What you do when pissed.
Microsoft has released a preview of Sway, which the company says is a "brand new app in the Office portfolio." But what is it? Sway is a "way to express yourself and bring your ideas to life," Microsoft says. This kind of fluff is a poor way to define a product. Here is another try, from the same announcement: A “sway” is …
Thanks for all the downvotes! :p
Would be nice to know why though... is it because I renamed the company, or because said company seems to create more and more products that work like they think you should work, and don't give you the option to work like you want anymore?
PowerPoint did no such thing. I see my fair share of presentations and can guarantee that neither thinking nor facts have anything to do with the godawful mess that finds itself on screen most of the time. If you added up all the hours wasted by middle management types pulling together hideous presentations you could probably rebuild the Eiffel tower, to scale, out of lollipops sticks. After eating said lollipops. Mmmmm lollipops...

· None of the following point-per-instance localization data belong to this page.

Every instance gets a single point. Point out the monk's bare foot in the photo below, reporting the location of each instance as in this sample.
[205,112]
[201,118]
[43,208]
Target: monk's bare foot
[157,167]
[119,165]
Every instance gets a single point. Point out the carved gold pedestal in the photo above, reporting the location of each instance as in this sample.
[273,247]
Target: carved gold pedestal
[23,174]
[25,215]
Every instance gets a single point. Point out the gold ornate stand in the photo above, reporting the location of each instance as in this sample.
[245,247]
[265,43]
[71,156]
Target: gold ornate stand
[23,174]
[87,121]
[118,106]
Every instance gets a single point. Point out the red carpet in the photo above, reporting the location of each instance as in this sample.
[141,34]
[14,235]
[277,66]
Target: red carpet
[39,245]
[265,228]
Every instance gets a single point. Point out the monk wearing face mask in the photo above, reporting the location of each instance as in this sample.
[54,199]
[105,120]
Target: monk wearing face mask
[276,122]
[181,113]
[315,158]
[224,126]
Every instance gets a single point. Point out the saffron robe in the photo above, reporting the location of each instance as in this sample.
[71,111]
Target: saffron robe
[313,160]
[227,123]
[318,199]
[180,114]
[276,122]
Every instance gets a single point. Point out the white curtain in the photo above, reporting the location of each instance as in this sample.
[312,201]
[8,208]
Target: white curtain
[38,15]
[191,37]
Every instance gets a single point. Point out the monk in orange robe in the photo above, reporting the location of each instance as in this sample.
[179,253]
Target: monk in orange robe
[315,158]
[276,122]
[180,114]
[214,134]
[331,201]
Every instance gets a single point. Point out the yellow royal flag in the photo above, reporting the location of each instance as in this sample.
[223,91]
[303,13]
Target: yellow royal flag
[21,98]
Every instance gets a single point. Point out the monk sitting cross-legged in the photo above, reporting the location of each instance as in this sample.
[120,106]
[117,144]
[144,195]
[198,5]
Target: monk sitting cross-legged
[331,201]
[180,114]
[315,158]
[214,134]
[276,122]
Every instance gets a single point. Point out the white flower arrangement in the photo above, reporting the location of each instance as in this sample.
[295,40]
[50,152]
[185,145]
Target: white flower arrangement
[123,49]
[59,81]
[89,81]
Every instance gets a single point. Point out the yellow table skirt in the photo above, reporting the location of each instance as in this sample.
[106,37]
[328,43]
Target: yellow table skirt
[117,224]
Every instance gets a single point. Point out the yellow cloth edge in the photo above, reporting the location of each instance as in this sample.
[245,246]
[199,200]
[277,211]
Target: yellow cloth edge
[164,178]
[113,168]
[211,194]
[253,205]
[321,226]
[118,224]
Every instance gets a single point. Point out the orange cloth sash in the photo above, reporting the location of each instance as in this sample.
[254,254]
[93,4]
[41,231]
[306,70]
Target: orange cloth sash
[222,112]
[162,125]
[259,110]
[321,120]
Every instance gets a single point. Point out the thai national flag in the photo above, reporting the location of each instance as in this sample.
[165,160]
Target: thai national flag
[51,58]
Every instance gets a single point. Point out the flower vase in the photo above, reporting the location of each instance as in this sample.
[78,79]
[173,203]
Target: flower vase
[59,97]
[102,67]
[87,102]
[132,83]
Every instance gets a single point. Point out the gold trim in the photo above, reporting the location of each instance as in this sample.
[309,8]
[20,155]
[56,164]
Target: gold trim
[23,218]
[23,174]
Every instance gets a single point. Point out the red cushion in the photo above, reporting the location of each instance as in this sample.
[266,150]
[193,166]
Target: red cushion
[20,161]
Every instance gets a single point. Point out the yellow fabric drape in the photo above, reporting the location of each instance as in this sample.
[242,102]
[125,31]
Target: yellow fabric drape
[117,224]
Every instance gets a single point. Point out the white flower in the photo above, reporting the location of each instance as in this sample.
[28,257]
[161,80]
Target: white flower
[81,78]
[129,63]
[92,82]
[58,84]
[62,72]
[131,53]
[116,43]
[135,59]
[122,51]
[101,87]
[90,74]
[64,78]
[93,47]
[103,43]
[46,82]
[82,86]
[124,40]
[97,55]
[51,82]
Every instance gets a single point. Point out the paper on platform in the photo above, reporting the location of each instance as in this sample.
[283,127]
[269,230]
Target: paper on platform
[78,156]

"....It sounds fun, and interesting...." Hmmmm, I think the intended market is the real "99%", as in the 99% of smartphone, tablet and PC users that aren't power-users, that don't want or know how to use PowerPoint or Photoshop, but want to quickly be able to put a 'slideset' together for a limited audience. I'm thinking the guy with his holiday snaps, the kids that that took a video with their phone of their mates falling off their skateboards, that kind of user. They just want to take some media items and quickly create a polished-looking article, using someone else's clever templates, that they can then stick on Facebook or the like, and have it look good on different types of devices without having to do any intelligent work up front. For that 99%, this is social media WYSIWYG-on-steroids, requiring minimal learning yet giving a quite pleasing output. It won't appeal to those photo-editor snobs that can spend half-an-hour discussing RGB values but they are the 1% that will pay out for a full Photoshop license. All in all it seems a quite interesting idea.
"Hmmmm, I think the intended market is the real "99%", as in the 99% of smartphone, tablet and PC users that aren't power-users, that don't want or know how to use PowerPoint or Photoshop, but want to quickly be able to put a 'slideset' together for a limited audience"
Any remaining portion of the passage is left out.